Source: J.P. Morgan, Markit, and Haver Analytics
An unfortunate consequence of these actions is the uncertain impact on corporate earnings and therefore the stock market. While earnings estimates have steadily declined this year, the projections for next year remain in positive territory for large cap and international stocks. Should the analysts’ projections for 2023 be lowered due to more evidence of downward economic pressure, the stock market may have further to fall in the first half of this year. If the economy or corporate America proves to be more resilient than forecasts, it could provide a positive spark for asset markets in early 2023.
The primary competition for stocks is the bond market and with short-term Treasuries yielding above 4% and corporate earnings estimates in doubt, many investors are now moving their investment dollars to bonds to reduce portfolio risk. This phenomenon has not been experienced in many years as interest rates are back to 2007 levels.

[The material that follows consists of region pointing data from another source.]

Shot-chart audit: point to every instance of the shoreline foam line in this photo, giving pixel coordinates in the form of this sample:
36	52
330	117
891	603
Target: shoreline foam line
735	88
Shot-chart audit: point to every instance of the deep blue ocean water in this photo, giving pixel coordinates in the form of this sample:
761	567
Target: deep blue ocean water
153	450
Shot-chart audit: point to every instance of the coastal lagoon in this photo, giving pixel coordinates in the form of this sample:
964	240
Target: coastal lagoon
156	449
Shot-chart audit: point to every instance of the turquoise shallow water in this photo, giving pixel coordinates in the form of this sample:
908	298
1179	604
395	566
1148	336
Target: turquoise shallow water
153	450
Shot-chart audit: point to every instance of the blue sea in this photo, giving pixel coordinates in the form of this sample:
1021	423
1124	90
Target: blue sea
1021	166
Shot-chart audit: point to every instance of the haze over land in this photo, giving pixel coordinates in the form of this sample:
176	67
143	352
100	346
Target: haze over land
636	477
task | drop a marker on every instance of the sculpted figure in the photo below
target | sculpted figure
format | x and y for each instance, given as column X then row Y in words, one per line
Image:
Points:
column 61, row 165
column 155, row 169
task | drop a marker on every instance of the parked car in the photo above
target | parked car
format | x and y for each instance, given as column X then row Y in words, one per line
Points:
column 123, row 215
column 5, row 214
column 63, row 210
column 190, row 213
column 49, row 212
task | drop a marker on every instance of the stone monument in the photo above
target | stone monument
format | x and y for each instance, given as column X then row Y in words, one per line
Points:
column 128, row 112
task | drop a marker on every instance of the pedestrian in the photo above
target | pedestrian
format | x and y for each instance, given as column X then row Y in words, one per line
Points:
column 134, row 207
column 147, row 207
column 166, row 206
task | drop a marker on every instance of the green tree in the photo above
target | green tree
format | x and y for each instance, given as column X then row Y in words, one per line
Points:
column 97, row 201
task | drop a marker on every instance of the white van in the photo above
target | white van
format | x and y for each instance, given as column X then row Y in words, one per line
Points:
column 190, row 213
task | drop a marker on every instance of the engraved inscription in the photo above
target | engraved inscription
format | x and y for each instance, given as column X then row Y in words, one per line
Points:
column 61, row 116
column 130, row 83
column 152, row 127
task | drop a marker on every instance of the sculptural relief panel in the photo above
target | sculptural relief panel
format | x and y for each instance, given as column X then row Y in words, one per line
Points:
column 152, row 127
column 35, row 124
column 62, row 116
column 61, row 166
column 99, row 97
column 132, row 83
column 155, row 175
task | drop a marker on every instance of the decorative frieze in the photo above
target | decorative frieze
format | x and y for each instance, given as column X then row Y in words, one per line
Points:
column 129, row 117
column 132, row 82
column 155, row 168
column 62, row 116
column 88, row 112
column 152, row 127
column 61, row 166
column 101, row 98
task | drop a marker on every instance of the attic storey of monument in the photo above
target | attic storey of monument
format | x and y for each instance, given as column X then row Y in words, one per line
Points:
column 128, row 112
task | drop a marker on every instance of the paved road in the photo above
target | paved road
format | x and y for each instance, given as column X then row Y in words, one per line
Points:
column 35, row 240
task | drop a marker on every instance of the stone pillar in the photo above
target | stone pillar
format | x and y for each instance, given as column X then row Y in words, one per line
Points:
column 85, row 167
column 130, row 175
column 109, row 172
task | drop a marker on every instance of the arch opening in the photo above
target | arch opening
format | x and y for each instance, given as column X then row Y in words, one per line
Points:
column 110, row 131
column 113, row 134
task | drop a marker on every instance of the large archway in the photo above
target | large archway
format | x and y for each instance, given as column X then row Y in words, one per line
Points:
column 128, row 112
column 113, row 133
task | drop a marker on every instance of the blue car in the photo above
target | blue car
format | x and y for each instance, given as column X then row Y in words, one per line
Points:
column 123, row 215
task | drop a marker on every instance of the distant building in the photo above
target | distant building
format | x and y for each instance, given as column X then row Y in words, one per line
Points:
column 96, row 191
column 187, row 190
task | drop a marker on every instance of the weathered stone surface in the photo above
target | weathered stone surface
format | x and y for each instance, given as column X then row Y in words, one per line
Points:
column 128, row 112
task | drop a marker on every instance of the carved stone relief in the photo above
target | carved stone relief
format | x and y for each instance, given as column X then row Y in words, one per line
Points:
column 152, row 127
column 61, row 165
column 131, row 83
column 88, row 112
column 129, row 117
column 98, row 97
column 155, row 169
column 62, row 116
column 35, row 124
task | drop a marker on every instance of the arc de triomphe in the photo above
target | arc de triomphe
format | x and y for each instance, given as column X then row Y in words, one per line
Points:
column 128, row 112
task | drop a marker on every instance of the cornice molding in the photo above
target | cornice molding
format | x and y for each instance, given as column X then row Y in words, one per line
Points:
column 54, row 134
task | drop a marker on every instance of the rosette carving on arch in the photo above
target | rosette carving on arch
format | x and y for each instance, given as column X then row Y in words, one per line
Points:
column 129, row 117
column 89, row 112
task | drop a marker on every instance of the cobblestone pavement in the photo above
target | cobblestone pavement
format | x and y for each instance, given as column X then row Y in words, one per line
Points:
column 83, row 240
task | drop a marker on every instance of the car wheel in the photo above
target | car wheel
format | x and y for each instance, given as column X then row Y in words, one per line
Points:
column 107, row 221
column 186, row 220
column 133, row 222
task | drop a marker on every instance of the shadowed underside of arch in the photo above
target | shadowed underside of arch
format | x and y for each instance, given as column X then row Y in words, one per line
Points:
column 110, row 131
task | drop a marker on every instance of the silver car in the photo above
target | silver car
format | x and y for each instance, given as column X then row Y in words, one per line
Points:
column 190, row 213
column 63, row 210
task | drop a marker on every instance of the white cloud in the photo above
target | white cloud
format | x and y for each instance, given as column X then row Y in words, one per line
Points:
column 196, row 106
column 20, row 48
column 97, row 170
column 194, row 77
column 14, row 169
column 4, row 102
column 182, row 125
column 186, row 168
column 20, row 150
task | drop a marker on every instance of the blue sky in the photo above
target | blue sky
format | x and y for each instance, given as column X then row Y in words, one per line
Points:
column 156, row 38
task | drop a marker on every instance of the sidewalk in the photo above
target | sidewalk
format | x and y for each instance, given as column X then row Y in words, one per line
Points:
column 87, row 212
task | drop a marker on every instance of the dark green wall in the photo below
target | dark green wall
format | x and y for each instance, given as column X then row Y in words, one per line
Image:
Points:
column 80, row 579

Despite near-term valuation headwinds for stocks, we believe that over the next year we will see stocks outperform bonds as inflation continues to subside, the Federal Reserve stops raising interest rates, and the stock market anticipates an economic recovery in 2024.
International stocks, which have been hurt by the strong U.S. dollar, may see a recovery this year as U.S. interest rates peak and investors take advantage of more attractive valuations found overseas and a weaker dollar.
One caveat to our 2023 forecast is the uncertainty surrounding the Federal Reserve and its goal for core inflation to reach 2%. We believe this goal will likely not be achieved for several years and, if the Fed remains determined to drive inflation down to their target over the next year by raising interest rates higher than current projections, stocks will likely suffer. We will be closely following interest rate trends in 2023 as they will heavily influence the severity of any economic downturn and the impact on employment.
In sum, while markets will continue to be challenged by economic uncertainty, we feel that inflation will ease this year and the economy will avoid a significant recession. Additionally, over the course of 2023, it is not unreasonable to expect that both stocks and bonds will generate positive returns for investors as inflation subsides.